Quand nous sommes arrivés il y avait un avion en morceaux, il ne restait plus que l’avant de l’avion avec un corps sans tête. Nous ne nous sommes pas approchées. J’ai pensé que c’était très triste : quand on voyait un avion tombé on ne pensait pas au petit jeune qui les pilotait, un petit jeune de mon âge… Le gendarme a dit : ne restons pas là plus longtemps, la tête est quelque part, il faut que j’aille avertir les autorités… C’était un brave homme qui avait deux grands fils avec qui il faisait du vélo … On a appris plus tard qu’il y avait d’autres cadavres et que des gens, des jeunes disait-on, avaient volé les bagues des morts ce qui rendait plus compliqué leur identification.

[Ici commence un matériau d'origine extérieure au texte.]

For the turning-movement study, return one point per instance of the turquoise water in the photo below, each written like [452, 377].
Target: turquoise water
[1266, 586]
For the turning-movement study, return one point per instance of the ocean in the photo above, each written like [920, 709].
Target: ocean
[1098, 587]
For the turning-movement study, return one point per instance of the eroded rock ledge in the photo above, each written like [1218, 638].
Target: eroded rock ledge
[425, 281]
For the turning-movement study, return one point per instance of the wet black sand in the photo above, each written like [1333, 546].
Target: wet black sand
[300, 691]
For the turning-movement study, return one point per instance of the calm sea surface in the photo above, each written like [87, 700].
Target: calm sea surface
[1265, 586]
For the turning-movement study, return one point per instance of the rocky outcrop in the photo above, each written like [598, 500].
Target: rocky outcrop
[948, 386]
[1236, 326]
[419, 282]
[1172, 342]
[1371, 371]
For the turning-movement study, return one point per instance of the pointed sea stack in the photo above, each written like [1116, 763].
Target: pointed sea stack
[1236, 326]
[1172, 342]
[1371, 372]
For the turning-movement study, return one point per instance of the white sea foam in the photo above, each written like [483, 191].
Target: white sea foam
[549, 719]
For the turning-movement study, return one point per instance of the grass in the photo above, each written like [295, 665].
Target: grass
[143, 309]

Du débarquement à la Libération

L’époque du débarquement

Quand on a appris le débarquement on n’y croyait pas beaucoup, on se disait que peut - être les Alliés allaient être refoulés. On pensait que les Allemands étaient puissants et on se souvenait du débarquement de Dieppe qui avait échoué. On avait peur que cela recommence.

Je me souviens des nombreux tanks allemands qui montaient au front et qui de temps en temps s’arrêtaient dans notre village. On se disait qu’ils n’étaient pas fous car ils se camouflaient sous les superbes tilleuls qui bordaient et recouvraient la rue.

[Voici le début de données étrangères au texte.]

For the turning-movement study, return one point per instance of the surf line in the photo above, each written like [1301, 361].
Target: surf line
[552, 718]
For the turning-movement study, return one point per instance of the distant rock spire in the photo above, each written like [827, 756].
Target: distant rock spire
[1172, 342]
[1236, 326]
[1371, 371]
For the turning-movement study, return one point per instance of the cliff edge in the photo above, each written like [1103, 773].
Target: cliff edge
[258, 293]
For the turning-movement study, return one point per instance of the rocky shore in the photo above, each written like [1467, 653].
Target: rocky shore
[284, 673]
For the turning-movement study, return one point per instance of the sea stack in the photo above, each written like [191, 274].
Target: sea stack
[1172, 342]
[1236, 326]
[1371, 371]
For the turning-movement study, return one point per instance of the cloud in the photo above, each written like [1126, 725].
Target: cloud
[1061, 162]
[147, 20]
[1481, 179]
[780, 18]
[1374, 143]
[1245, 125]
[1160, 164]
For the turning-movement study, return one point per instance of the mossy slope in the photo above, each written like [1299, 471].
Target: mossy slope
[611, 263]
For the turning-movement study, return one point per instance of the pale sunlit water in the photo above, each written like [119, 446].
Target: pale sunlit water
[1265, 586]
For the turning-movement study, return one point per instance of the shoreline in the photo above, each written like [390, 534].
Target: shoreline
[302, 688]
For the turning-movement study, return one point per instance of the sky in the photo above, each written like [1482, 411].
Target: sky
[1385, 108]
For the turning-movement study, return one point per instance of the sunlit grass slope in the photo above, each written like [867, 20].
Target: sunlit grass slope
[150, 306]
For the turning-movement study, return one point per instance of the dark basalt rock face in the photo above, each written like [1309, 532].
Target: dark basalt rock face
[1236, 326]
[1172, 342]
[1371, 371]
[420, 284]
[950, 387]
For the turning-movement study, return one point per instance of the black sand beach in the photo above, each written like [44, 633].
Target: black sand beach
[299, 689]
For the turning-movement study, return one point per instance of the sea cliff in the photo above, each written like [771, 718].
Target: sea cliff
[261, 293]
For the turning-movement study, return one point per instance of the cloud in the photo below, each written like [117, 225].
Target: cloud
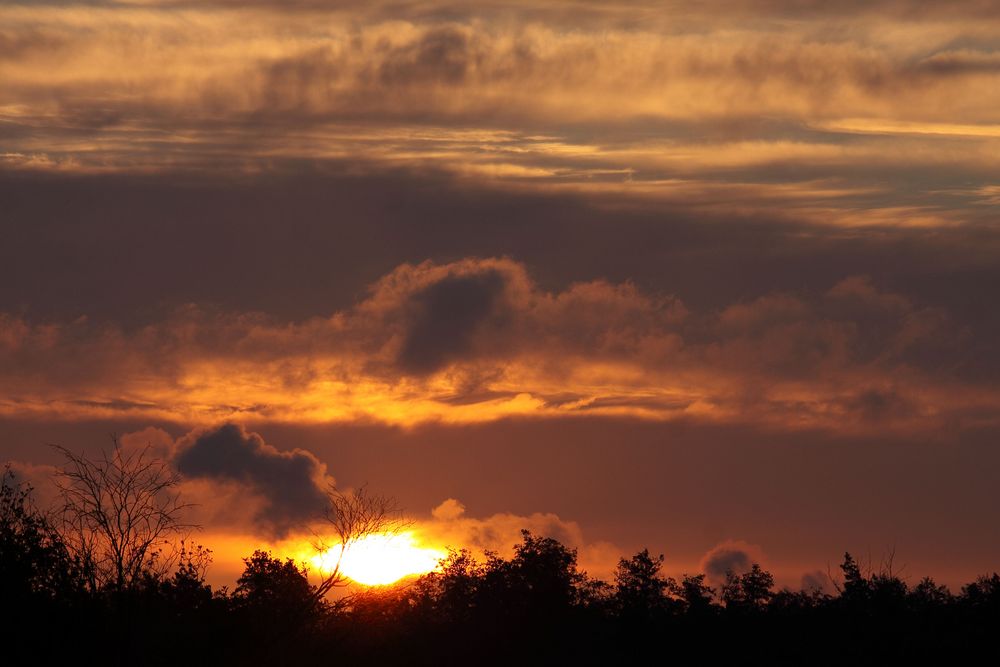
[732, 555]
[291, 484]
[816, 581]
[451, 527]
[478, 339]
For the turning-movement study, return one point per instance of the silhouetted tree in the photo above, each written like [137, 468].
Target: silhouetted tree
[34, 561]
[750, 591]
[695, 594]
[119, 511]
[640, 591]
[352, 516]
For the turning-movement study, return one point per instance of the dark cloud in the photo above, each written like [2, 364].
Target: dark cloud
[729, 556]
[292, 484]
[816, 581]
[443, 319]
[442, 54]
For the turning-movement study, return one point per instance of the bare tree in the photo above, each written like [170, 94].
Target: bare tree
[352, 516]
[119, 511]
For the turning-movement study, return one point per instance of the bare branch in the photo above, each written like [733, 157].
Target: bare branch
[119, 512]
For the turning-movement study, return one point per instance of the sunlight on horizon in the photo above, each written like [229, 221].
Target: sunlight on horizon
[378, 560]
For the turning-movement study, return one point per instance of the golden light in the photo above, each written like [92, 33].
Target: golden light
[377, 560]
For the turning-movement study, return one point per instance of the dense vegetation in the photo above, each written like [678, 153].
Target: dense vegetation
[534, 608]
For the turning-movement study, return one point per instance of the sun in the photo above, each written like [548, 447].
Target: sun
[380, 559]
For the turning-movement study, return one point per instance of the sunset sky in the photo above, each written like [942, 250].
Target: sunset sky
[718, 279]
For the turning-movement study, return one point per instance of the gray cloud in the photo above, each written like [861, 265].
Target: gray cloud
[292, 484]
[443, 319]
[729, 556]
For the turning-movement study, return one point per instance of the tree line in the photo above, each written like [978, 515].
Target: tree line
[91, 585]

Papa a pris tous les meubles de la maison, après les avoir démontés, et il les a tous descendus à la cave. C’était une cave double. Il a mis des stères de bois devant les ouvertures pour protéger les meubles des éventuels bombardements. Avec les stères de bois on en voyait plus les ouvertures. C’était sans doute aussi une protection contre les voleurs. On a vécu quelque temps ainsi avec seulement une table et des chaises, on avait l’air vraiment pauvres.

Mon père avait aussi creusé, sans se faire aider de personne, une tranchée dans la jardin, en cas de bombardement nous aurions été nous y mettre à l’abri.

Dans un fossé

Nous étions allées, ma mère et moi, à un bal clandestin organisé dans une petite annexe du château du comte de Fels. Nous n’étions que quelques dizaines, surtout des jeunes. Ma mère était là aussi, avec une amie. Elle aimait danser et dansait d’ailleurs mieux que moi. Mon jeune frère était là aussi, avec un copain. Il ne dansait pas mais écoutait la musique et s’amusait. Nous sommes repartis avant la fin du couvre feu. C’était au petit matin et il commençait à faire jour. Cela se passait avant la Libération.

Nous sortons du bois et nous apercevons des Allemands, peut - être une patrouille. Je les ai aperçu et j’ai reculé en disant à mes copains : sauvez vous ! Les Allemands sont là ! J’étais devant avec maman et sa copine ainsi que mon frère et son ami. Les garçons ont vite fait demi-tour mais nous n’avons pas eu le temps de faire de même. Le commandant allemand nous a arrêtés et nous a fait fouiller. Evidemment, comme j’étais une jeune fille, on m’a fouillée d’un peu trop près…. Nous n’étions pas dangereux et le chef allemand nous a dit : vous ne devriez pas sortir à cette heure là, c’est défendu. Ne rentrez pas par la route car c’est interdit et surtout il peut y avoir des troupes qui descendent par là. Vous risquez de tomber sur plus méchants que nous. Des troupes montaient par là pour aller sur le Front de Normandie.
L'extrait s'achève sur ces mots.